The last time the federal tipped minimum wage was up for an increase was in 1996. While the minimum wage went up that year, the tipped wage got frozen in the midst of the debate. Herman Cain, then head of the NRA, cut a deal with Congress to ensure an increase to the full minimum wage so long as the tipped minimum wage remained at $2.13 forever. It hasn’t budged since.
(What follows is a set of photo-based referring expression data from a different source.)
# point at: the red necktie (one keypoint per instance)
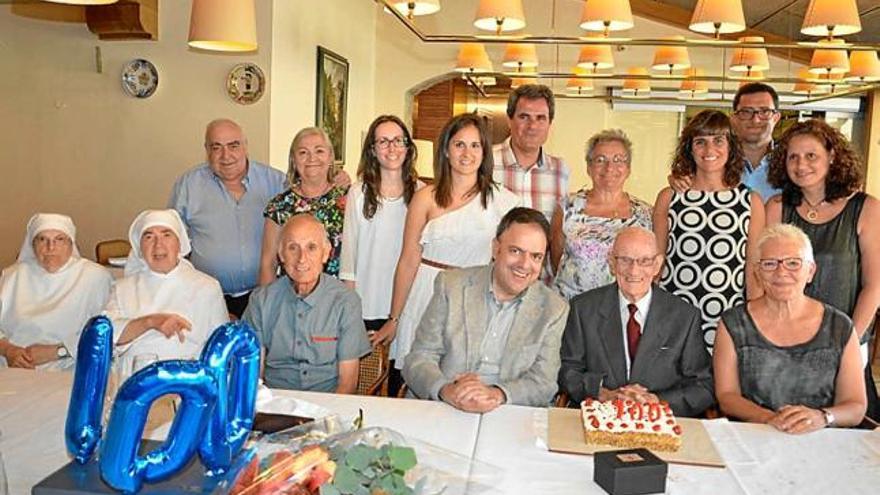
(633, 332)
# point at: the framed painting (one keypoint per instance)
(331, 99)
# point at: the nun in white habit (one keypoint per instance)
(163, 305)
(48, 295)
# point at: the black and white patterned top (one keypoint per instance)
(706, 251)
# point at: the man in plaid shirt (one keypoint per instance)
(521, 165)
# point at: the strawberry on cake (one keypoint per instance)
(630, 424)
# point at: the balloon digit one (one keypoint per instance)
(232, 345)
(121, 467)
(82, 429)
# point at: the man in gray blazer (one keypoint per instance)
(633, 340)
(491, 334)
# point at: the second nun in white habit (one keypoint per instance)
(163, 305)
(47, 296)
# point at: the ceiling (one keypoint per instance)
(779, 21)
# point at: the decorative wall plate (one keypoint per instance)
(140, 78)
(245, 83)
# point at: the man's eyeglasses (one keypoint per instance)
(626, 261)
(771, 264)
(399, 142)
(603, 160)
(749, 113)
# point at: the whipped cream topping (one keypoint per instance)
(622, 416)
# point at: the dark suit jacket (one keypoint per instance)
(671, 362)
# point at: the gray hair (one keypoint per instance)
(292, 174)
(790, 232)
(607, 136)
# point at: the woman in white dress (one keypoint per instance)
(163, 306)
(48, 295)
(375, 212)
(449, 224)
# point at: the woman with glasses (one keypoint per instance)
(585, 223)
(786, 359)
(449, 224)
(821, 180)
(375, 211)
(706, 231)
(310, 174)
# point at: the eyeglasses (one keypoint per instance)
(604, 161)
(771, 264)
(749, 113)
(626, 261)
(398, 142)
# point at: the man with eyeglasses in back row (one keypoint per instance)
(755, 115)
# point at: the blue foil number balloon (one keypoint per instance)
(121, 467)
(218, 396)
(82, 429)
(232, 356)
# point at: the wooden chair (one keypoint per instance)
(113, 248)
(373, 372)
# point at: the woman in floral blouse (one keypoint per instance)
(313, 190)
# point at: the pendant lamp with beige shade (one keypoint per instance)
(223, 25)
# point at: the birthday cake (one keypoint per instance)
(630, 424)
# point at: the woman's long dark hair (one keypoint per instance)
(844, 170)
(370, 171)
(443, 169)
(708, 123)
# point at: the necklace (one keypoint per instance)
(813, 210)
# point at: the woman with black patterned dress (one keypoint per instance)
(821, 181)
(705, 230)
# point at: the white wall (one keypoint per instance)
(73, 142)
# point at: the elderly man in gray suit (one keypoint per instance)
(633, 340)
(491, 334)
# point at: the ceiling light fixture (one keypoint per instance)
(605, 16)
(223, 25)
(520, 56)
(595, 57)
(831, 18)
(500, 16)
(472, 58)
(863, 66)
(636, 88)
(718, 16)
(750, 59)
(671, 58)
(417, 7)
(830, 60)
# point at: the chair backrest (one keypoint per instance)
(373, 372)
(113, 248)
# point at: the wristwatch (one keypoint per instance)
(829, 417)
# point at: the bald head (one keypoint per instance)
(303, 248)
(637, 235)
(226, 150)
(634, 261)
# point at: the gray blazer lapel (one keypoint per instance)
(654, 335)
(522, 331)
(610, 331)
(475, 316)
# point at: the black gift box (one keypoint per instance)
(629, 472)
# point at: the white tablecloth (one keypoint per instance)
(33, 408)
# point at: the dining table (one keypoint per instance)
(505, 450)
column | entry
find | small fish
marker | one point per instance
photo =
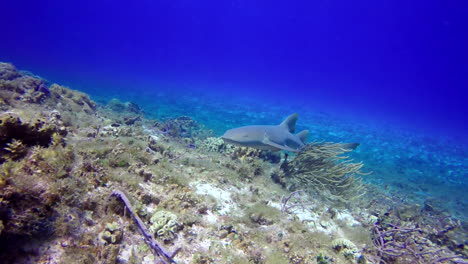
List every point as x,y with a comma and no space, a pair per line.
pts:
269,137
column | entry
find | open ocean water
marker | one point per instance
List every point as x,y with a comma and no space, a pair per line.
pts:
391,75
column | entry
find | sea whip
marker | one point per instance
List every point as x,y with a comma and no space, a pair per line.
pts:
157,249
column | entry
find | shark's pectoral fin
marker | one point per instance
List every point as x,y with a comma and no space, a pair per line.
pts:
266,141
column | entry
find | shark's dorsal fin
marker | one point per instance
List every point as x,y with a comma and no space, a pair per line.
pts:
303,135
290,122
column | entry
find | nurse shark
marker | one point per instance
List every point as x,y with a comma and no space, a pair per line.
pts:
269,137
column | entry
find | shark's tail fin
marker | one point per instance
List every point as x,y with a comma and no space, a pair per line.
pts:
290,122
303,135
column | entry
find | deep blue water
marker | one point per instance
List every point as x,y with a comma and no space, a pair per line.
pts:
390,74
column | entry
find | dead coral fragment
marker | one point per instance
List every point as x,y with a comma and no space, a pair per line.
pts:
112,234
164,225
16,149
16,136
320,167
345,246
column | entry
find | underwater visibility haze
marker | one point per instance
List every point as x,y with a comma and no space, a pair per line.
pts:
113,115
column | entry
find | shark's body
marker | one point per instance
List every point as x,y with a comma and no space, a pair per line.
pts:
273,138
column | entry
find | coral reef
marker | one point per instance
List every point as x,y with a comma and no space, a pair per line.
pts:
321,168
344,246
62,156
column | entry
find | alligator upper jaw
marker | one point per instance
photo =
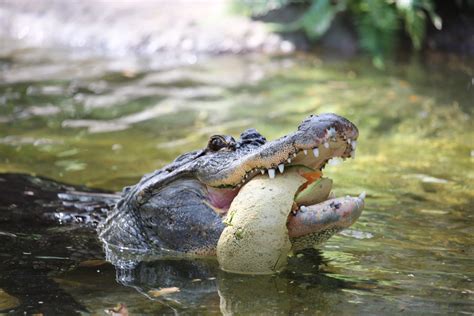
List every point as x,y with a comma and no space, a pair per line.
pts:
313,159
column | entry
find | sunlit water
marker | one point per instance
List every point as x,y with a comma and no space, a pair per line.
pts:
104,123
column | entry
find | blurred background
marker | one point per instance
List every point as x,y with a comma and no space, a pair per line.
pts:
98,93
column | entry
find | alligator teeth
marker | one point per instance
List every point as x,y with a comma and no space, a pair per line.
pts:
281,167
271,173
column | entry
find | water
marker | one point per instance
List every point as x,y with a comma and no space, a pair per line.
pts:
103,123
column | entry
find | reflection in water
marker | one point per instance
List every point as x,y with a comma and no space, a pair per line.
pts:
199,280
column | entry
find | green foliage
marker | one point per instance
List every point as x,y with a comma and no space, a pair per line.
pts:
377,21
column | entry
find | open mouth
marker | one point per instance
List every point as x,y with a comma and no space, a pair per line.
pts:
316,213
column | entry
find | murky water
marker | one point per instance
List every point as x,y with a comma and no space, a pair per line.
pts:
103,123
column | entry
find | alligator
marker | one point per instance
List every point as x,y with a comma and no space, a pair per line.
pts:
181,208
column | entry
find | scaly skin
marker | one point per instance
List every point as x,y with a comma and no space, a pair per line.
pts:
181,207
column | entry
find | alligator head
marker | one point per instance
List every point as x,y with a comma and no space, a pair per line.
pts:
181,207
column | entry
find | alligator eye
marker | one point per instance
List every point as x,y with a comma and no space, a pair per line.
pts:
218,142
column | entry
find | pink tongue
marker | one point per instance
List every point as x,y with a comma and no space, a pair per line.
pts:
221,198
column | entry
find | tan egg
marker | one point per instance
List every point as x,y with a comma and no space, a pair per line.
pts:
256,239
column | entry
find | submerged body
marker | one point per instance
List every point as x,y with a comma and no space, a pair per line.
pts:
182,207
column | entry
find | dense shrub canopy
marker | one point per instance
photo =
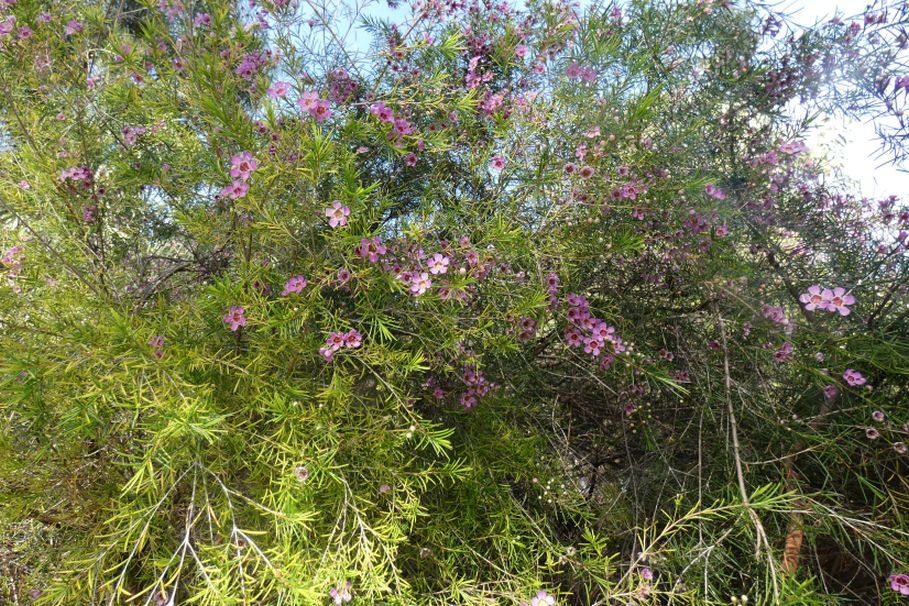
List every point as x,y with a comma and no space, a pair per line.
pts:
510,305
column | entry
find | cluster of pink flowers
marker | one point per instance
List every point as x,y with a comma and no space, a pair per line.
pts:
552,287
241,168
340,593
251,64
295,284
714,192
475,78
478,386
783,353
337,340
317,108
235,317
836,300
587,331
528,327
417,282
337,214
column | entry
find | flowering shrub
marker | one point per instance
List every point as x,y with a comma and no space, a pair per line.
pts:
518,305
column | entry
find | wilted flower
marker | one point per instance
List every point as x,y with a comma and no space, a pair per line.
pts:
853,377
899,583
337,214
235,317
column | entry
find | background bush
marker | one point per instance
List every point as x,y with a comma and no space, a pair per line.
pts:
513,305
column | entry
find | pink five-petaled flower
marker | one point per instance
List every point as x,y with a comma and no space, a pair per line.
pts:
438,264
542,599
341,593
814,298
235,317
420,283
839,301
353,339
235,190
854,377
295,284
335,341
337,214
321,112
308,101
73,27
371,249
278,89
242,166
899,583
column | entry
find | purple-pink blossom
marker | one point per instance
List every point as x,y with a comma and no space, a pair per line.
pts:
899,583
854,377
438,264
235,317
337,214
294,284
242,166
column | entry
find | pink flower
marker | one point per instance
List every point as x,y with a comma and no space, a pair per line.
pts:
337,214
371,249
235,190
814,298
295,284
278,89
242,166
714,192
854,377
341,593
382,112
335,341
73,27
352,339
592,346
308,101
838,301
438,264
542,599
235,317
783,352
321,111
420,284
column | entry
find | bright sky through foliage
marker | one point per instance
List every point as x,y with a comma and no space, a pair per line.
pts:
851,144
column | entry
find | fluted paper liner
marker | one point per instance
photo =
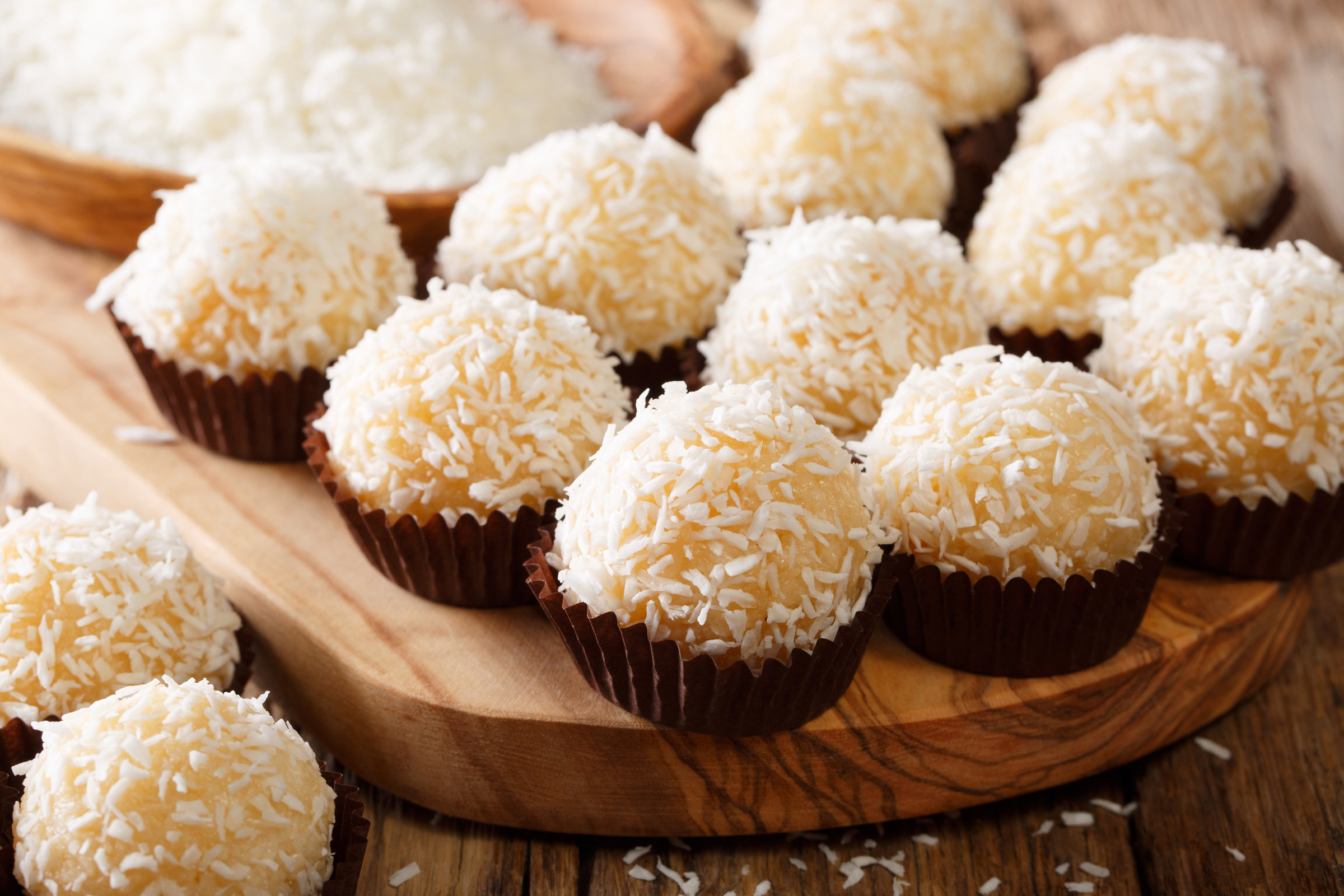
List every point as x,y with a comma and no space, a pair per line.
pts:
250,421
1258,235
650,679
1271,542
1025,632
350,836
1054,347
465,564
19,742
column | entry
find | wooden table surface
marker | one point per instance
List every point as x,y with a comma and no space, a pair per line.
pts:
1278,800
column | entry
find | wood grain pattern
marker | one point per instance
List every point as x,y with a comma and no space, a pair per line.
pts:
660,58
482,715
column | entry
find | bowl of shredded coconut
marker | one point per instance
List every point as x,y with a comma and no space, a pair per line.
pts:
105,101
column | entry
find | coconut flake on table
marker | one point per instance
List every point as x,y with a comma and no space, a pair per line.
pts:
410,95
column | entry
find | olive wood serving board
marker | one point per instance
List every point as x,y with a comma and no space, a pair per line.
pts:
483,715
660,58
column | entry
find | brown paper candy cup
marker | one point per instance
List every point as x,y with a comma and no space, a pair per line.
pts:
19,742
350,836
1271,542
648,372
465,564
1025,632
1258,235
650,679
249,421
1056,347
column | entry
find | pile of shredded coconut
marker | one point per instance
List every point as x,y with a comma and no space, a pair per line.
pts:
263,265
1213,106
968,57
410,95
1235,361
469,402
1077,217
837,314
627,230
95,601
830,129
724,519
1016,468
174,789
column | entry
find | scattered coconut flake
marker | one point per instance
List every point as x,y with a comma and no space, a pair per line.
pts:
144,436
1214,749
404,875
635,855
1127,810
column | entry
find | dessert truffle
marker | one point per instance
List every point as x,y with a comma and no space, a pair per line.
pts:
263,265
174,789
968,57
1077,217
469,402
837,314
831,129
1018,468
1235,361
95,601
1214,108
627,230
726,520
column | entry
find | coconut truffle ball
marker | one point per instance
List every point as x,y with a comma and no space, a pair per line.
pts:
92,601
837,314
627,230
827,130
1077,217
174,789
469,402
1235,361
260,267
1213,106
967,57
1018,468
724,519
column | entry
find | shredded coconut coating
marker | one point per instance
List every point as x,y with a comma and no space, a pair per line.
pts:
725,519
968,57
1077,217
1213,106
1235,361
839,311
409,95
260,267
95,601
174,790
1016,468
469,402
627,230
827,130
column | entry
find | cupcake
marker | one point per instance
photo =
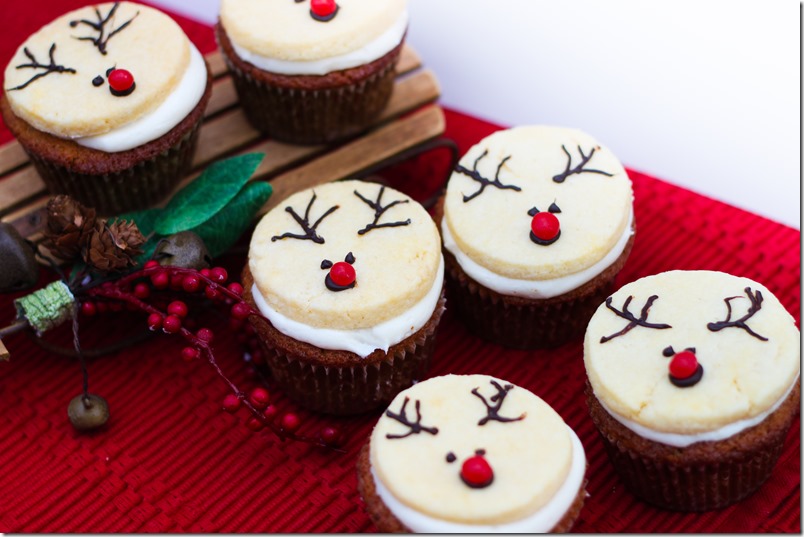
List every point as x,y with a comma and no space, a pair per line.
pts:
693,384
468,454
536,223
349,279
107,100
312,72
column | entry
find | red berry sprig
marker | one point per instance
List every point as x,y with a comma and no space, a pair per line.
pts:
134,288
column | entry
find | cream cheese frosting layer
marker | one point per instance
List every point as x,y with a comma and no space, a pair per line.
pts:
542,521
284,30
743,338
361,341
686,440
159,122
529,288
537,466
73,98
373,50
503,182
388,239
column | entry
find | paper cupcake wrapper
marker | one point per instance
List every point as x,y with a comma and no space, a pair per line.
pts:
314,116
138,187
522,323
682,479
361,386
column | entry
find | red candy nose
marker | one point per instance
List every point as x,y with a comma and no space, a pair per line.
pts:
545,226
476,472
342,274
121,80
323,8
683,365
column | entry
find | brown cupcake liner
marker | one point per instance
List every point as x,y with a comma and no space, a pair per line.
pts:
341,382
700,477
311,113
386,522
138,187
524,323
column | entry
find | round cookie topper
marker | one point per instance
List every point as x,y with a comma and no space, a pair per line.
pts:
537,202
345,255
292,30
471,449
96,69
688,352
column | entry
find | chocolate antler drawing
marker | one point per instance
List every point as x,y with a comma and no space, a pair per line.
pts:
100,26
474,174
379,210
415,428
633,321
34,64
580,167
756,305
497,399
310,233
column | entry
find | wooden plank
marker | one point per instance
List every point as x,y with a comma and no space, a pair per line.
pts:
19,187
30,219
360,154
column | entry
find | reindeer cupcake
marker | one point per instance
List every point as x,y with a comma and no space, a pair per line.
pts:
468,454
349,276
536,223
107,100
693,385
312,71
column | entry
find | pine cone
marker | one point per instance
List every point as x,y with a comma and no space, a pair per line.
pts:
69,225
113,246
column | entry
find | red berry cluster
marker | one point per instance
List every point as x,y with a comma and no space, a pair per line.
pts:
134,289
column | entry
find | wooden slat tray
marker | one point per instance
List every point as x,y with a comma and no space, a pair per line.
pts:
405,124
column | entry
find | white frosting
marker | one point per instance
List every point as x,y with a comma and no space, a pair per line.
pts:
362,341
685,440
534,288
159,122
374,50
541,521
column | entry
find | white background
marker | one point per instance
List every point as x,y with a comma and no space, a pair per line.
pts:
705,94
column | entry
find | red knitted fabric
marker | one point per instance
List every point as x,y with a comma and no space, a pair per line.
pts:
171,461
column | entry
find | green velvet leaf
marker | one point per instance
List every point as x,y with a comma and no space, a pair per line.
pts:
222,230
202,199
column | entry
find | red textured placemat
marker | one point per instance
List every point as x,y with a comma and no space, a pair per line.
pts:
171,461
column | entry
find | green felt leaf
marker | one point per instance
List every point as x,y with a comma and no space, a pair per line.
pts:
222,230
202,199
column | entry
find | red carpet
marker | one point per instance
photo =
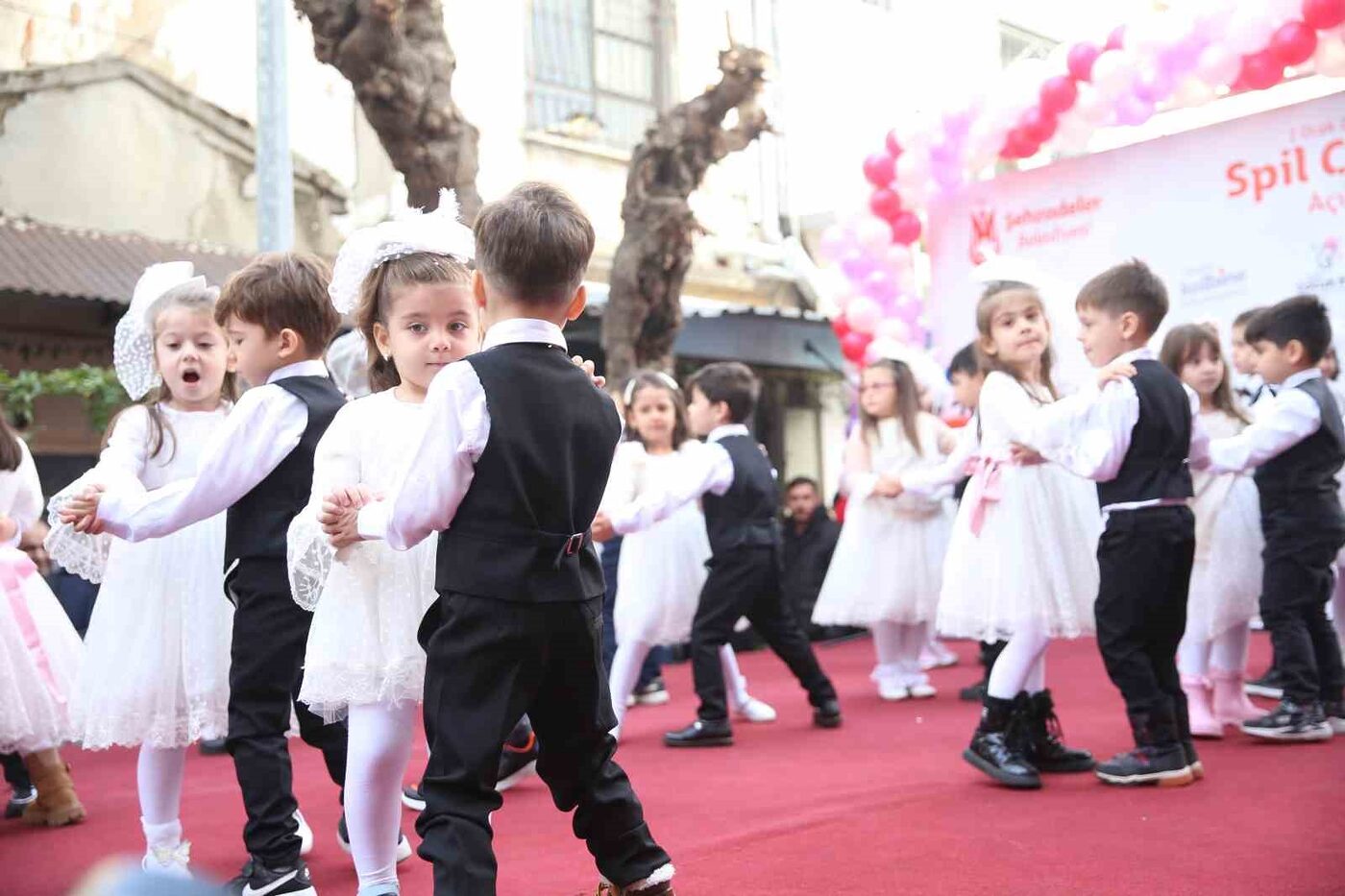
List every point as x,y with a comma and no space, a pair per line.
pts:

Again, the NRA and corporate restaurant brands are quick to chirp, No one actually earns $2.13; employers are legally required to pay the full minimum wage when tips don’t add up. Yet, despite that being the law, enforcement is weak and disorganized; as a result, wage theft—employers stealing from their employers—is shockingly common. According to a new report from the Economic Policy Institute, the federal government employed only one workplace inspector for every 141,000 workers in 2008. That meant the average employer had a 0.001 percent chance of being investigated in a given year. When you’re living off tips, you most likely cannot afford to pay a lawyer to sue your employer for wages that are rightfully yours—and there’s little other recourse available to workers.
Low wages and wage theft have an impact on workers and on society too: Servers use food stamps at twice the rate of the rest of the U.S. workforce and are three times as likely to live in poverty, according to the Aspen Institute. Instead of earning a fair wage, their income is subsidized in two ways: with tips and through taxes for public assistance programs like food stamps.
Not surprisingly, the reality of living off tips is usually in direct opposition to the NRA’s talking points. In fact, corporate restaurant brands have been talking on behalf of their workforce for way too long. So ROC United is spearheading a campaign to amplify the lives of people living off tips in its new campaign to raise the tipped minimum wage, Living Off Tips.
If you’ve never been a server, start by getting to know the folks bringing food to your table. Extend your conversation to include them: How long have they been in the industry? Are they supporting a family? What’s the craziest thing that ever happened to them at work? If you’re a seasoned veteran, or just did a stint of waiting tables in college, share your story at livingofftips.com.
Going out to eat is an extraordinarily beloved pastime. Not only do we turn to restaurants for a quick meal, but we often go out to celebrate life’s most important moments. Like sharing a dinner with family and friends, the act of preparing food and serving it to diners is a rather intimate transaction. We’re connected at the table, whether you realize it or not, and together we need to demand more of the industry.